See Mark Trodden's text for his viewpoint.

Science and religion have definitely common roots. The ancient people used to be scared by many natural phenomena they did not understand and they started to produce various "theories" how the world works and what you have to do to save your life and protect yourself and your community from various threats. Some of these "theories" were rather complex. This complexity is what distinguished the early believers and the early scientists from average people who only cared about their Tuesday lunch.

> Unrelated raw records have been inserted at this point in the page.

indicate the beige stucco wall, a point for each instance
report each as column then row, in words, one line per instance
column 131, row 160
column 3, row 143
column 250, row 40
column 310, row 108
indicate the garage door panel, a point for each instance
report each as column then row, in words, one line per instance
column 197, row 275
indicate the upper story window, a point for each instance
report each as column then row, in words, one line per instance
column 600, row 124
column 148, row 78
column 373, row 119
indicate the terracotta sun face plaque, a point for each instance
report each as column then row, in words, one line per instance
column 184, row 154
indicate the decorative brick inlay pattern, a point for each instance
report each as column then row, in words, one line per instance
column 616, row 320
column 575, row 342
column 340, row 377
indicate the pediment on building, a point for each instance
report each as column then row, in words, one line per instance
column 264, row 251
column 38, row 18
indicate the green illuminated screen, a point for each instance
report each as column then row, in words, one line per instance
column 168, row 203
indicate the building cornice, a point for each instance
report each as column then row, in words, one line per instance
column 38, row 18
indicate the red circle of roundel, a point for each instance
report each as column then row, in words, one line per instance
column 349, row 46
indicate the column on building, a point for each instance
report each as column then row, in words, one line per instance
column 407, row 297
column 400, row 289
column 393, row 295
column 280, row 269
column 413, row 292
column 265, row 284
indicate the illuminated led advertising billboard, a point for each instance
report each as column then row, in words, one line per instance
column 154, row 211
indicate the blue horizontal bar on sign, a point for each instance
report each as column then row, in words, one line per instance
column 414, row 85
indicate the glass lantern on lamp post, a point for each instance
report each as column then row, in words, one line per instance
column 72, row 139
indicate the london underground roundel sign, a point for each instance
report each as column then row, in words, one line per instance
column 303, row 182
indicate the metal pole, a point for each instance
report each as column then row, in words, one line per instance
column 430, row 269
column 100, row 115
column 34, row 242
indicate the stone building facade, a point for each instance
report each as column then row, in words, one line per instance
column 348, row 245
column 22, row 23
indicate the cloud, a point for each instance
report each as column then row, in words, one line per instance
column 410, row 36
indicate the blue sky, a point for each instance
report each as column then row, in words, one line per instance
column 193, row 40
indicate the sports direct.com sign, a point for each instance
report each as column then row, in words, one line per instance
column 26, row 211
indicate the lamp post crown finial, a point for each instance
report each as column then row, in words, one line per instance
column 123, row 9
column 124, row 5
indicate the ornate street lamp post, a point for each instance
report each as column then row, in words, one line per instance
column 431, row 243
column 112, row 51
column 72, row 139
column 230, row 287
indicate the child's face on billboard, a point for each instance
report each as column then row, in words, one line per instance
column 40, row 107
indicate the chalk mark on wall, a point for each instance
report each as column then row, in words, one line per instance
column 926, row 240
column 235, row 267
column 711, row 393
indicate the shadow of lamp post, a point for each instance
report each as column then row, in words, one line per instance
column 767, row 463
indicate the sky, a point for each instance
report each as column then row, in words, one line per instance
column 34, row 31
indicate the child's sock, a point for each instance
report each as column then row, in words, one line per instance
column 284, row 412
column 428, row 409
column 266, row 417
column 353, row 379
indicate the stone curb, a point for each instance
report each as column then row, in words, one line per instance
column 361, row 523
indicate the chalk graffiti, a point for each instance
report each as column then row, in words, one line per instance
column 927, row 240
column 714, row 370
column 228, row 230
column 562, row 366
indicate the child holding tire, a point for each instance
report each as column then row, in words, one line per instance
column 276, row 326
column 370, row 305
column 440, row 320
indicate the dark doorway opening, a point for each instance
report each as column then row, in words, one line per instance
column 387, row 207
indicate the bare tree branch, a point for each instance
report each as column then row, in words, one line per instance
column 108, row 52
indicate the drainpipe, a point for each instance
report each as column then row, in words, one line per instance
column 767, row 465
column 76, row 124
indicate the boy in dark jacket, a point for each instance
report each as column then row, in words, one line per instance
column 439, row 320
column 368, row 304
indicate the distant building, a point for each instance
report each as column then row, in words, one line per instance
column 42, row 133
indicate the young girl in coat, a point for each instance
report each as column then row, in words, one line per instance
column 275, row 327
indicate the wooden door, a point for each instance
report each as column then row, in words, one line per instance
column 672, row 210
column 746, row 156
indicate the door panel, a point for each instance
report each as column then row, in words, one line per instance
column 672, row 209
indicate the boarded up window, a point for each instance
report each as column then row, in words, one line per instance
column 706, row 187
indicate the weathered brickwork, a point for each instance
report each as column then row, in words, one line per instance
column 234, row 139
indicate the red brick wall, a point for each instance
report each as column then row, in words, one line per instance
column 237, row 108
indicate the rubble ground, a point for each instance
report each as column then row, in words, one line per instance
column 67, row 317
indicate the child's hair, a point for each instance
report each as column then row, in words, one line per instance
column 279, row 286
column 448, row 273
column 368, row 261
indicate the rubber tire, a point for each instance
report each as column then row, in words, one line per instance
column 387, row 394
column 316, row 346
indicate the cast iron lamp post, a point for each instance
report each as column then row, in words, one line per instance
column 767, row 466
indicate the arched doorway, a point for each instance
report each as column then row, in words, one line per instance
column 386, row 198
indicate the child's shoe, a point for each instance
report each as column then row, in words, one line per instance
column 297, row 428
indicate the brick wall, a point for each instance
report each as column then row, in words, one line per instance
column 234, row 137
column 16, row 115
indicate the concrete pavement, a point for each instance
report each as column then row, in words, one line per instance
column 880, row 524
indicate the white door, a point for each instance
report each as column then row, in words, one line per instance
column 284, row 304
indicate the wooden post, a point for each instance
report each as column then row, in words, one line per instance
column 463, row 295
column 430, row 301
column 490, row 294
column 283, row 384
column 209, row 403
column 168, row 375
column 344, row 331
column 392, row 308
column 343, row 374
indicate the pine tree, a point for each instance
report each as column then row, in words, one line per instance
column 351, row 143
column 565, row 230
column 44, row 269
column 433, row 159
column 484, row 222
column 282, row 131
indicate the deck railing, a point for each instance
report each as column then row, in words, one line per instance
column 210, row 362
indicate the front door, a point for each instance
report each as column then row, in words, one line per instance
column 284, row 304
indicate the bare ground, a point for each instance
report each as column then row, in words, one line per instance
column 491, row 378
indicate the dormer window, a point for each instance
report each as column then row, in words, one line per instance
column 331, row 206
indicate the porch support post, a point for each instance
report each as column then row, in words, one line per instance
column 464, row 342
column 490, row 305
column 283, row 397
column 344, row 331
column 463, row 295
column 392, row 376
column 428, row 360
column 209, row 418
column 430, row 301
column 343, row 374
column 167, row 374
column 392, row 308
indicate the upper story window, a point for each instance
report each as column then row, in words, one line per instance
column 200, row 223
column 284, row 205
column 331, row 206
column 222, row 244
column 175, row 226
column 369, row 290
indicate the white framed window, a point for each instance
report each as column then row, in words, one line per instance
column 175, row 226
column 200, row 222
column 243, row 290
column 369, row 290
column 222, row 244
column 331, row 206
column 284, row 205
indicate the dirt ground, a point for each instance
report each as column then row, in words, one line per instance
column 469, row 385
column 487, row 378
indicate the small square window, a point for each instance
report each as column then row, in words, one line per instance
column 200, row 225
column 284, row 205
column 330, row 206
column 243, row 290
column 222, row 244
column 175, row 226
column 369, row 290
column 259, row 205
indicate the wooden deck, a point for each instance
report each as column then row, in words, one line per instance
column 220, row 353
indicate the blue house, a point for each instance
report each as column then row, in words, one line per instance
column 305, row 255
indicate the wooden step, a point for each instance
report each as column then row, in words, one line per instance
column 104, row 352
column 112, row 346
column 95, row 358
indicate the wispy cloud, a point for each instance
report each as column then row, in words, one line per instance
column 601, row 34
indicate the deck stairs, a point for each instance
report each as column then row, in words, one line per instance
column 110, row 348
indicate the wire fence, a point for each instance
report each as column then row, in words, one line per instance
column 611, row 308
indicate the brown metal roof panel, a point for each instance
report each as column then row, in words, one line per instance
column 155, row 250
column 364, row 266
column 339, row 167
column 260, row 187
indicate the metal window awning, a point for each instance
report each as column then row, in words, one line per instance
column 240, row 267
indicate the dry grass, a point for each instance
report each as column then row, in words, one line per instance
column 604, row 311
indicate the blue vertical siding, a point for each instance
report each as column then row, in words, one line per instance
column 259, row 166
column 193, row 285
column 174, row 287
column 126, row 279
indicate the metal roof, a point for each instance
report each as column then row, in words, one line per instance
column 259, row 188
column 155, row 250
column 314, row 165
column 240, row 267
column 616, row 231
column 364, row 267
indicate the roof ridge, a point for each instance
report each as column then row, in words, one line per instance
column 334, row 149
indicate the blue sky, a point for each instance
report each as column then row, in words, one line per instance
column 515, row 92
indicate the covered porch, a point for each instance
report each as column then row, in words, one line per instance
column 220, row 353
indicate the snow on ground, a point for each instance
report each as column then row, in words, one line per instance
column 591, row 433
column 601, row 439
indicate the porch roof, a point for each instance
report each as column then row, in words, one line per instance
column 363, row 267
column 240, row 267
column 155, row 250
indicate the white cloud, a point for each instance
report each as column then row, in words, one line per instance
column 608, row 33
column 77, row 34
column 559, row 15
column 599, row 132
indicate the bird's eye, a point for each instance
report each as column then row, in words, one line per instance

The ancient protosciences and protoreligions made the people focus on certain questions that transcended their lives. They helped us to transform ourselves (i.e. monkeys) into humans. They taught us to spend a certain amount of time with activities that were not immediately necessary for our survival. They taught us to make big conjectures. Even Newton has constructed his mechanics in order to support a more far-reaching concept - namely the holy spirit that fills the space. Religion and science have co-existed for millenia.

Once again, scientists and believers have always shared certain characteristics and millions of words have been written about these relationships. Moreover, in the ancient era, it was often difficult to distinguish which activity was science and which activity was religion or unjustifiable superstition. If Lawrence Krauss wrote his "essay" 30,000 years ago or maybe even 500 years ago, it would have been almost correct.

But surprising as it may sound, it is 2005 right now and Lawrence Krauss is no longer right. Religion and sciences have been separated several centuries ago. Science has claimed certain questions to belong under its umbrella and it has pretty well-defined procedures that are used to decide whether a conjecture is correct or at least convincing or not.

Whether or not warped geometry or a Calabi-Yau manifold reminds Dr. Krauss of Moses is completely irrelevant for science. Science works independently of these beliefs and only rationally justifiable arguments have the power to influence where science goes. The apparent mathematical inconsistency of all purely four-dimensional theories of gravity is a powerful scientific argument; Krauss' religious or anti-religious feelings and vague articles in the newspapers are not.

Lawrence Krauss clearly misunderstands and understimates (and maybe even misunderestimates) how serious the UV problems of gravity or the hierarchy problem, among many other examples, are. He may choose not to solve these questions because they may be uninteresting for him. Billions of people in the world do not care about science unless it may directly improve their life today. But these people are not expected to be those who determine the direction of the scientific research.

Krauss is quite clearly unhappy that physics has become counterintuitive after the 20th century revolutions. It is no longer transparent for most peasants. What a sad development! However, most of us are quite satisfied or even excited because exactly this feature measures the depth of the scientific progress: how many deeply counter-intuitive insights can we establish. Be sure that this process will never be reverted. Science simply is more complex than it used to be 600 years ago.

Science and religion share fascination by unseen things. But they differ in their method how to decide whether the unseen things exist or not.